The ideal delivery system has not yet been identified but will have to deliver high concentrations
of antibiotics for a given time and the delivery should be complete. This is to ensure that
the period with sub-inhibitory concentrations is as short as possible to prevent resistance
due to a high selection pressure. Another option to give local treatment is
to use antiseptics. These substances can only be used locally but they too have the issue
with contact time. Tissue compatibility and toxicity is also a problem with some of these
and the fact that biofilm bacteria could reside far from the site of infection is still an
unsolved issue. Most local antiseptics unfortunately have either poor effect on biofilm or have
undesired toxic effect on the tissue. A promising, old but re-discovered agent is acetic acid.

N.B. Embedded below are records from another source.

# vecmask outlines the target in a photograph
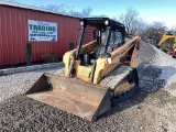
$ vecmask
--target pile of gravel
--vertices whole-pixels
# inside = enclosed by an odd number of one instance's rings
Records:
[[[160,81],[165,87],[176,81],[176,59],[157,47],[148,43],[142,43],[140,63],[139,76],[142,79],[146,78],[146,81],[150,79],[153,82]],[[163,85],[160,84],[157,88],[160,87],[163,87]]]

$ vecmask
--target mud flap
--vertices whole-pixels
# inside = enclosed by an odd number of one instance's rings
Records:
[[[46,73],[26,91],[26,96],[89,121],[111,108],[108,87]]]

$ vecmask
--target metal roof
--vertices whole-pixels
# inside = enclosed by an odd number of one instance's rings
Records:
[[[58,15],[64,15],[64,16],[77,18],[77,16],[61,14],[56,11],[47,10],[44,8],[38,8],[38,7],[33,7],[33,6],[28,6],[28,4],[16,3],[16,2],[10,2],[6,0],[0,0],[0,6],[8,6],[8,7],[14,7],[14,8],[28,9],[28,10],[34,10],[34,11],[42,11],[42,12],[53,13],[53,14],[58,14]]]

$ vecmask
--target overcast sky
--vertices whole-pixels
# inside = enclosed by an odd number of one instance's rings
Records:
[[[166,26],[176,26],[176,0],[14,0],[33,6],[66,4],[75,11],[92,8],[92,15],[106,14],[118,18],[127,8],[133,7],[144,21],[164,22]]]

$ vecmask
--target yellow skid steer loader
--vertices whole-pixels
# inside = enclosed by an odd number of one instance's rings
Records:
[[[124,25],[109,18],[80,19],[80,25],[77,48],[63,57],[64,74],[43,74],[26,96],[92,121],[139,90],[141,38],[125,42]]]

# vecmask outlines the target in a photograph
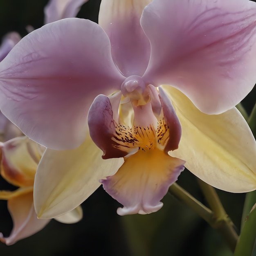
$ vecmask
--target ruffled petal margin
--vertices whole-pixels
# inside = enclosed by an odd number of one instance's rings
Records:
[[[234,107],[256,81],[256,3],[154,0],[141,23],[151,46],[144,79],[178,88],[200,110]]]
[[[99,180],[114,174],[124,163],[122,158],[103,160],[102,154],[89,135],[74,150],[46,149],[34,185],[38,218],[55,218],[70,211],[98,188]]]
[[[238,110],[206,115],[177,89],[162,88],[182,130],[179,148],[169,154],[185,160],[190,171],[218,189],[234,193],[256,189],[256,142]]]
[[[117,172],[101,182],[104,189],[124,206],[117,209],[119,215],[150,213],[162,208],[160,200],[177,180],[184,163],[157,148],[139,150],[126,157]]]

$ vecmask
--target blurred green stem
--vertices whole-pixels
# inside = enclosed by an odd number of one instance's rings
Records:
[[[247,122],[254,137],[256,137],[256,103],[248,119]],[[243,227],[247,217],[255,202],[256,202],[256,191],[247,193],[245,197],[243,209],[242,221],[241,222],[241,229]]]
[[[185,203],[220,233],[234,252],[238,239],[238,236],[234,229],[234,225],[226,213],[214,189],[203,182],[202,182],[200,186],[212,211],[176,183],[171,186],[169,192],[178,199]]]
[[[256,137],[256,103],[255,103],[247,121],[253,135],[254,135],[254,137]]]
[[[234,252],[238,238],[234,223],[224,209],[215,189],[200,179],[198,179],[198,181],[210,208],[214,213],[214,221],[211,226],[221,234]]]
[[[201,202],[175,182],[169,188],[169,192],[196,212],[206,221],[211,222],[213,212]]]

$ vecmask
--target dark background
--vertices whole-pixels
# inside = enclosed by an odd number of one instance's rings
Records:
[[[22,36],[28,25],[43,24],[47,0],[0,0],[0,36],[11,31]],[[97,21],[100,0],[90,0],[77,16]],[[243,101],[249,113],[256,89]],[[195,177],[185,170],[178,183],[206,203]],[[0,189],[13,189],[0,179]],[[217,191],[235,225],[240,226],[245,194]],[[43,230],[7,246],[0,243],[0,255],[27,256],[229,256],[232,253],[220,235],[188,207],[167,194],[158,212],[146,216],[119,216],[119,203],[101,187],[82,204],[84,216],[79,222],[63,224],[52,220]],[[0,200],[0,231],[7,236],[12,221],[7,202]]]

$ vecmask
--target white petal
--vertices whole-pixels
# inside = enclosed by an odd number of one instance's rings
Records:
[[[123,158],[103,160],[102,155],[89,136],[74,150],[47,149],[35,178],[38,217],[52,218],[70,211],[98,188],[99,180],[113,175],[124,162]]]
[[[55,218],[55,219],[63,223],[71,224],[78,222],[82,218],[83,209],[80,205],[79,205],[71,211],[59,216]]]

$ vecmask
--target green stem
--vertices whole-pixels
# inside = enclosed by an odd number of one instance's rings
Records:
[[[241,103],[238,103],[236,106],[236,108],[239,110],[239,112],[244,117],[245,120],[247,120],[248,119],[248,114],[247,114],[247,112],[245,109],[244,108],[243,106],[243,105]]]
[[[238,238],[234,223],[227,214],[214,188],[199,179],[198,180],[210,208],[214,213],[215,222],[212,226],[221,234],[234,252]]]
[[[169,192],[185,203],[206,221],[209,223],[212,222],[213,212],[177,183],[175,182],[170,187]]]
[[[254,137],[256,137],[256,103],[247,119],[247,123],[252,131]]]

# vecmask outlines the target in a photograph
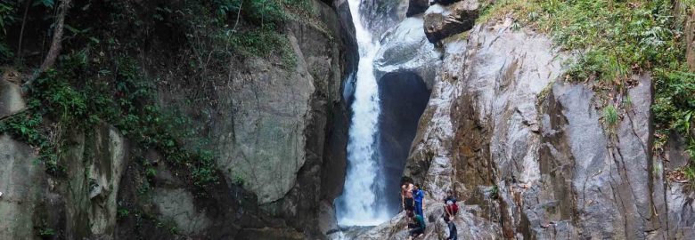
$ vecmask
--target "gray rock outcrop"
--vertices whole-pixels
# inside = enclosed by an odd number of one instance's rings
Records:
[[[693,195],[665,180],[688,156],[678,140],[653,151],[649,73],[610,94],[608,104],[630,104],[609,124],[597,100],[609,93],[564,82],[570,55],[511,22],[442,41],[404,173],[429,193],[425,238],[446,236],[448,189],[462,200],[454,222],[463,239],[691,238]],[[402,237],[405,224],[397,215],[356,239]]]
[[[481,4],[478,0],[463,0],[451,6],[439,4],[425,12],[425,35],[429,43],[438,43],[448,36],[473,28]]]

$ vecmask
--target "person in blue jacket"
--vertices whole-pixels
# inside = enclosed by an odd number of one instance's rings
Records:
[[[420,184],[415,184],[413,189],[413,198],[415,200],[415,214],[425,216],[422,211],[425,207],[425,191],[420,188]]]

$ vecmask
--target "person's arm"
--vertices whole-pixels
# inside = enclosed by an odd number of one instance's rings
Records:
[[[420,191],[422,194],[422,212],[424,212],[425,211],[425,191],[422,191],[421,189]]]
[[[405,195],[403,193],[404,187],[401,186],[401,207],[405,210]]]

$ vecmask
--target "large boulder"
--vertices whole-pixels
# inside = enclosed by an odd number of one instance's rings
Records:
[[[451,6],[439,4],[425,12],[425,35],[430,43],[438,43],[448,36],[473,28],[478,16],[478,0],[463,0]]]
[[[408,3],[408,12],[405,12],[405,16],[413,17],[425,12],[428,7],[429,7],[429,0],[410,0]]]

This can be applied locally and act as an antiseptic. It has excellent anti-biofilm
activity, even on old experimental biofilm. We have published this anti biofilm property
of acetic acid but the clinical effect still needs to be proven in randomized clinical
trials. Combination of local antibiotic treatment
or antiseptics with systemically antibiotics is almost always necessary.
To summarize I would like to say that treating chronic infections in the orthopedic field
is not only a matter of bacterial biofilm and the tolerance to antibiotics but also
about preserving or restoring function. Strategies to accomplish this have been developed but
no one can guarantee eradication of the infection. Research in this area is more than welcome.
Thank you very much for your attention.